Since piglets are taken from their mother’s at a very early age, they are left with the desires to suck and chew. Within the factory farms, some pigs satisfy these desires by biting off the tail of another pig in front of them. As a result, the tail of each pig is cut off through the use of a pair of pliers and no anesthetic. (Pollan 2006)

B. The Stages of Growth and Inputs Received

Pigs in the industrial farming system go through three main stages, and receive different amounts and types of provisions in each stage. The first stage is the newborn or nursing stage, which lasts from the birth of the piglets until they are weaned off of their mother’s milk. After weaning, the pigs are referred to as starter pigs or nursery pigs until they reach a weight of about fifty to sixty pounds (ERS, 2009). Finally, the pigs enter the grower-finisher stage, which lasts from when they are six to ten weeks old until they are sent to market at five to six months old

(EPA, 2009). Sows and boars are put on different diets than the rest of the grow-finish pigs

(Hogberg et al., 1998). There are three main inputs that every pig in the industrial farming system receives. The first is feed. The feed provides the nutrients that the pigs need to grow at the desired rate. The amount and type of ingredients in the feed differ in each stage of the production process, and often vary depending on the living conditions and personal requirements of the pigs. The second input is water. Water makes up the largest portion of the pig’s body, and commonly contains a variety of minerals, including iron, sulfate, chloride, and magnesium. The last input given to the pigs is antibiotics. As with the feed, the types and amounts of antibiotics given to the pigs vary depending on their condition (Hogberg et al., 1998). The antibiotics are used as growth promoters, as therapeutics, and as prophylactics. They can be distributed via injection, in the feed, in the water, or orally (USDA, 2006).

1. Piglets

Newborn piglets grow very quickly. During the nursing stage, piglets usually double their body weight every week (Hogberg et al., 1998). Also, studies have shown that “[piglets] that grow well when quite young generally gain more weight per pound of feed consumed after weaning and have less carcass fat when they reach market weight”[5]. Thus, it is important that they receive adequate nutrition.

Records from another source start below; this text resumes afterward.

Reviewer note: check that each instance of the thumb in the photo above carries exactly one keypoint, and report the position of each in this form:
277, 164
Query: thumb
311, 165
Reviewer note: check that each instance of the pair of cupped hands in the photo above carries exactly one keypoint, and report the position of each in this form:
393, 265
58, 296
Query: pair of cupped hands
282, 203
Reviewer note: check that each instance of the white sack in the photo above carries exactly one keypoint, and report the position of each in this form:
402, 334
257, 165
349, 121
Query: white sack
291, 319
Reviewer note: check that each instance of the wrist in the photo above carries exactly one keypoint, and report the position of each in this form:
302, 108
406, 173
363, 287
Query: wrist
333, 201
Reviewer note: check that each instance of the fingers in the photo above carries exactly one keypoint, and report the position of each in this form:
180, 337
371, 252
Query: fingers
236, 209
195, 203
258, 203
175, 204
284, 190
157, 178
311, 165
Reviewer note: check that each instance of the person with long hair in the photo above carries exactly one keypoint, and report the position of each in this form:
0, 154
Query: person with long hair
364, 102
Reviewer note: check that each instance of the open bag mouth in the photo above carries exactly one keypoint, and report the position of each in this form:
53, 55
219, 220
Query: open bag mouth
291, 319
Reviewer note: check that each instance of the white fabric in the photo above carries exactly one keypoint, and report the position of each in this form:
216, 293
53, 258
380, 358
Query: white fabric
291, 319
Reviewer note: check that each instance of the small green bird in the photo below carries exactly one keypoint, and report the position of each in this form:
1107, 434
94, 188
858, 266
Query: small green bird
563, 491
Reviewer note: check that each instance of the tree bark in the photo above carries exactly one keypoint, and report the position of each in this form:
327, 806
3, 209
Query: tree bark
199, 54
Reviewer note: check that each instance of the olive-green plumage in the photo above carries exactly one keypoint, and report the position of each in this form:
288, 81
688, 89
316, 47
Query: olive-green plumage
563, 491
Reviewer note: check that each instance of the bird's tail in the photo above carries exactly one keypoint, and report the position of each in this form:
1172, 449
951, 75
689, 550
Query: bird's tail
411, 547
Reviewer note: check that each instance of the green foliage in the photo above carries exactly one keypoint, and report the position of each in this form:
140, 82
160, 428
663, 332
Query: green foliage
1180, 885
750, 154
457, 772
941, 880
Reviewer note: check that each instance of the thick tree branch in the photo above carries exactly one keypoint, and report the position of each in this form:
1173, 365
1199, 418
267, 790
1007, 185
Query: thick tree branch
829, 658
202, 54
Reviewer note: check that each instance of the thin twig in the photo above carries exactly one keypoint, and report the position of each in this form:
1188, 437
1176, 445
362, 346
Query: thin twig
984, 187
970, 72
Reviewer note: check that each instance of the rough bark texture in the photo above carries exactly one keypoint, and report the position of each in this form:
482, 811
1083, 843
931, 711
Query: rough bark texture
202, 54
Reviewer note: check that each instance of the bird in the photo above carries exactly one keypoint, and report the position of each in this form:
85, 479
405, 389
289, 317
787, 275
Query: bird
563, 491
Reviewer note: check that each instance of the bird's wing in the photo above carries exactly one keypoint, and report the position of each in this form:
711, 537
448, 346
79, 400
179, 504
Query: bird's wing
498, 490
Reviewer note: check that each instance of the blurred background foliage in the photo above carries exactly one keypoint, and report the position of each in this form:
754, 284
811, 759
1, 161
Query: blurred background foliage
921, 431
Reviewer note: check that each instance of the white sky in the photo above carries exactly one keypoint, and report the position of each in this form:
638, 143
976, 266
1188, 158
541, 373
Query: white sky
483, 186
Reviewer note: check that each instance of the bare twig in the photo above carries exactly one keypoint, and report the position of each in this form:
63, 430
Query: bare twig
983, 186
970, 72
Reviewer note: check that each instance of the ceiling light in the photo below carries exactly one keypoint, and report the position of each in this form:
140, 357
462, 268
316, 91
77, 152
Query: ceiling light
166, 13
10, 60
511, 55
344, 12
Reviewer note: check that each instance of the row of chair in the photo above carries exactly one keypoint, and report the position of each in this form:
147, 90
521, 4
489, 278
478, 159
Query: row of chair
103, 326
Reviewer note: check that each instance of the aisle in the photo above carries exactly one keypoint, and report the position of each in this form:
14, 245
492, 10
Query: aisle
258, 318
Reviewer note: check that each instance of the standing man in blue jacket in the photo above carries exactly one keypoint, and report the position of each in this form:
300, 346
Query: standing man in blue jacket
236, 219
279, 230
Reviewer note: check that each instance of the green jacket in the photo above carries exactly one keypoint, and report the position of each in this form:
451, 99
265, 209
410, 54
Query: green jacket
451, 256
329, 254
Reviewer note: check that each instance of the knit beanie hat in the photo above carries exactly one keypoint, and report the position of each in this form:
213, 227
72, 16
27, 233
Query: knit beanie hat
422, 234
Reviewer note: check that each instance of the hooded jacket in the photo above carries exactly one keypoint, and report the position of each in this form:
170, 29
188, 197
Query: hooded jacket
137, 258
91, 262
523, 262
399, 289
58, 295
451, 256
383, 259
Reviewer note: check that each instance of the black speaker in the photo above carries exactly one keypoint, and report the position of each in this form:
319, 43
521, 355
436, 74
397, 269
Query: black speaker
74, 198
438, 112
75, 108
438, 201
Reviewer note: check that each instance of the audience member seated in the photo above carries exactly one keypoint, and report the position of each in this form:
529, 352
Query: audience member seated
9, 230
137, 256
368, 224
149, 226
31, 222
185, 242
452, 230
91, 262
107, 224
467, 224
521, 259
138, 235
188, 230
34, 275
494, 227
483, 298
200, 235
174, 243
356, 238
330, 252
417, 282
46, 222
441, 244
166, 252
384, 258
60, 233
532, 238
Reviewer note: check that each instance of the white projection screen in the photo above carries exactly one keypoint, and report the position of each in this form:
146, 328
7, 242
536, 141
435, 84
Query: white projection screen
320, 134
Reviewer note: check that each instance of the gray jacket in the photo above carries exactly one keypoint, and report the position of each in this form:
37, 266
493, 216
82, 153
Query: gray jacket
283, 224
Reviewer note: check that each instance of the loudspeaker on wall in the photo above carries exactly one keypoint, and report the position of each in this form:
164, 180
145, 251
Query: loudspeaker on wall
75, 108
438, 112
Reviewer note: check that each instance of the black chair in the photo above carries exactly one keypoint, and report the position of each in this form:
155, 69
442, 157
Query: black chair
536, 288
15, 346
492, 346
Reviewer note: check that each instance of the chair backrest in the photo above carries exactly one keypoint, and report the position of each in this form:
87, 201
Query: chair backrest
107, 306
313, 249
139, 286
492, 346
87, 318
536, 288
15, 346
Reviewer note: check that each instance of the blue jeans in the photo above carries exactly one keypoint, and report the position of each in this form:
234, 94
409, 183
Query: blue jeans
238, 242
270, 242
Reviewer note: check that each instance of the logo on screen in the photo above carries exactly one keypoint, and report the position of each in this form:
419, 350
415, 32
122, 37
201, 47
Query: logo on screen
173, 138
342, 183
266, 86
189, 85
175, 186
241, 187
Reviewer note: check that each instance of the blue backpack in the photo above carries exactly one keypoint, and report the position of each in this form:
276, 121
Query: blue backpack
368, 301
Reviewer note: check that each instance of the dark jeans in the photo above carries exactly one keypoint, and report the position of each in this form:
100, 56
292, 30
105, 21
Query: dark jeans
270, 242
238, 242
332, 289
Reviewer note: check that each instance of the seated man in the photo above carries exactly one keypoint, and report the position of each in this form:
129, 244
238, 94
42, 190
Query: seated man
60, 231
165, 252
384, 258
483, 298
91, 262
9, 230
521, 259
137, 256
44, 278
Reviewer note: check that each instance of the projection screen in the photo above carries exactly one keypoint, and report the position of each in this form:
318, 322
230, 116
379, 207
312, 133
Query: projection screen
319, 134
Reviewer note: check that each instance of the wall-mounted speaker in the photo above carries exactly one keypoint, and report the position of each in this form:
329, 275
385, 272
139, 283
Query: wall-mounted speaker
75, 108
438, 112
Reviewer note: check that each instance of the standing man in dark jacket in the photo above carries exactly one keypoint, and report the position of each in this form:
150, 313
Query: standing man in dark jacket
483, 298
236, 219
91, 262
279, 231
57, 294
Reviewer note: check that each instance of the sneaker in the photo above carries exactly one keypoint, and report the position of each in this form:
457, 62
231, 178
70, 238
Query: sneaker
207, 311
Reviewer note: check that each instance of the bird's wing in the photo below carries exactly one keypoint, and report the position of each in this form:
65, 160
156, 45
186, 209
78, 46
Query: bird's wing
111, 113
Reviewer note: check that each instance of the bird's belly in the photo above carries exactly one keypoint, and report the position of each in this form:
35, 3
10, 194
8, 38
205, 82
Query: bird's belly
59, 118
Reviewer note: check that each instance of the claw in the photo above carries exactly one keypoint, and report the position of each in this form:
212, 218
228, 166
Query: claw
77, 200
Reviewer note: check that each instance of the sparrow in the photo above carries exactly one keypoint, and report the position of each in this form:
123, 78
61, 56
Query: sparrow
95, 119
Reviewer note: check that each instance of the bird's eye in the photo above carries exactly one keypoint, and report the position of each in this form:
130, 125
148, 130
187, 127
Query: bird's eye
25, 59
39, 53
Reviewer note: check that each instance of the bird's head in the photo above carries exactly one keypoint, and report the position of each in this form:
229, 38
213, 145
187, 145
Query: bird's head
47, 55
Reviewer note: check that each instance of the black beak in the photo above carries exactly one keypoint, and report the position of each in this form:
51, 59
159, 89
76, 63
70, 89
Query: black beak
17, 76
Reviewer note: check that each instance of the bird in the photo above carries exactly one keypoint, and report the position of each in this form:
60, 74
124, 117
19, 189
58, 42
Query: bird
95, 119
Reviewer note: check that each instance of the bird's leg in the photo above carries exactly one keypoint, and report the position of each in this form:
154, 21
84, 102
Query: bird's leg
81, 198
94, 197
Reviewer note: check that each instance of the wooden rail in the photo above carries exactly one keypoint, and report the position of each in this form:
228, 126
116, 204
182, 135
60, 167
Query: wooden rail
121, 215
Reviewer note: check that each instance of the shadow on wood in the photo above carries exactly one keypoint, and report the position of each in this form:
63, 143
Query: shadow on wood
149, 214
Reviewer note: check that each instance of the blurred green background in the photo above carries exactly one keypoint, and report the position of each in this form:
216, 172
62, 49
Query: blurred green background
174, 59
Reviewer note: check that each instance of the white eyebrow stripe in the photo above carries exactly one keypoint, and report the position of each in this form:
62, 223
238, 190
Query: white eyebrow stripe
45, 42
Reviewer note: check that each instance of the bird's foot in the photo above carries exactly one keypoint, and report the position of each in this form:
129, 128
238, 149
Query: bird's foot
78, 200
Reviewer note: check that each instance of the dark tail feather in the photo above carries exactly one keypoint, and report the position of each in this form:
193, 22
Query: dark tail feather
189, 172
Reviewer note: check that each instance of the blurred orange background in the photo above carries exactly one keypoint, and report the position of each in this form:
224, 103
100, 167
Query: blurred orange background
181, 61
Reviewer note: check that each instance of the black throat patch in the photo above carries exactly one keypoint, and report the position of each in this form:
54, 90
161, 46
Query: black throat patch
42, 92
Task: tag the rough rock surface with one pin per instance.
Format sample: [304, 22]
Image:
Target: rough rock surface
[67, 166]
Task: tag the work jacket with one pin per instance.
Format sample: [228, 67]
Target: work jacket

The piglets receive the majority of their inputs through the sow’s milk, which contains a variety of nutrients needed by the piglets, including protein, lactose, calcium, and phosphorus. Piglets are given supplements for everything that the sow’s milk does not provide enough of. Water, which makes up 90% of the piglet’s body, must be supplied separately in order to keep the piglets hydrated. Piglets are also given antibiotics and additional nutrients via injections.

Sometimes, the sows do not provide enough milk. In those cases, the piglets are provided with creep feed (Hogberg et al., 1998). Creep feed is supplemental solid feed that is provided to nursing animals in order to ensure that the animals are gaining enough nutrition and weight.

Creep feeds vary, but they are usually grain-based (Lusby, 1914).

2. Nursery or Starter Pigs

After they are weaned, piglets are moved to “nurseries”, where they stay until they are six to ten weeks old (EPA, 2009). Starter pigs can be separated into four stages: Early-Wean, Starter

1, Starter 2, and Starter 3. The stage that the pigs are in is determined by the weight of the pig.

With each progressive stage, the pigs are given more feed and gain more weight daily (Hogberg et al., 1998).

The feed given to the pigs is mostly grain-based. However, there are a variety of other ingredients that can be included in the diet. Starter pig feed often includes fish meal and spray- dried plasma protein derived from swine or cattle blood. The pigs also receive a variety of supplemental nutrients, which the feed does not contain enough of. The nutrients include protein, various amino acids, vitamins and minerals (Hogberg et al., 1998). Along with their food and water, Starter pigs are also given antibiotics. The antibiotics serve as therapeutics and as growth promoters (USDA, 2006).

3. Grow-Finish Pigs

The grow-finish stage lasts from when the pigs leave the starter stage until they are slaughtered. Grow-finish pigs are separated by sex. Barrows generally eat more and gain more weight daily. It is also recommended that gilts be given more supplementary proteins and amino acids. As with the starter pig diet, the grow-finish diet does not change. Rather, the pigs eat more as they get bigger (Hogberg et al., 1998).

However, the grow-finish feed is more varied than the starter feed. There is a wide range of ingredients legally used in animal feed. Some ingredients are plant-based or animal-based.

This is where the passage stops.